PEMILIHAN TIPE PESAWAT TERBANG UNTUK RUTE

advertisement
Seminar Nasional Teknologi 2007 (SNT 2007) Yogyakarta, 24 November 2007 ISSN : 1978 – 9777 PEMILIHAN TIPE PESAWAT TERBANG UNTUK RUTE
YOGYAKARTA – JAKARTA BERDASARKAN
PERKIRAAN BIAYA OPERASIONAL
Didik Prihananto
Sekolah Tinggi Teknologi Adisutjipto
Jl. Janti Blok R Lanud Adisutjipto, Yogyakarta
e-mail : [email protected]
ABSTRACT
Biaya operasional merupakan salah satu pertimbangan dalam pemilihan jenis pesawat
terbang. Biaya operasional terdiri dari biaya operasional langsung (DOC = direct operating cost)

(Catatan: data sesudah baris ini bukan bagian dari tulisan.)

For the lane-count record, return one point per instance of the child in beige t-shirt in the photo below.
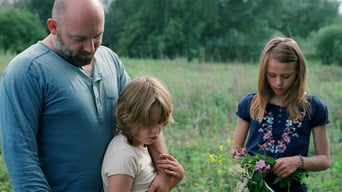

dan biaya operasional tidak langsung (IOC = indirect operating cost). Dengan biaya operasional
yang rendah, maka dapat diperoleh tingkat keuntungan yang lebih tinggi.
Makalah ini memperkirakan besar biaya operasional untuk beberapa jenis pesawat yang
memungkinkan dioperasikan pada rute Yogyakarta – Jakarta untuk beberapa tahun ke depan.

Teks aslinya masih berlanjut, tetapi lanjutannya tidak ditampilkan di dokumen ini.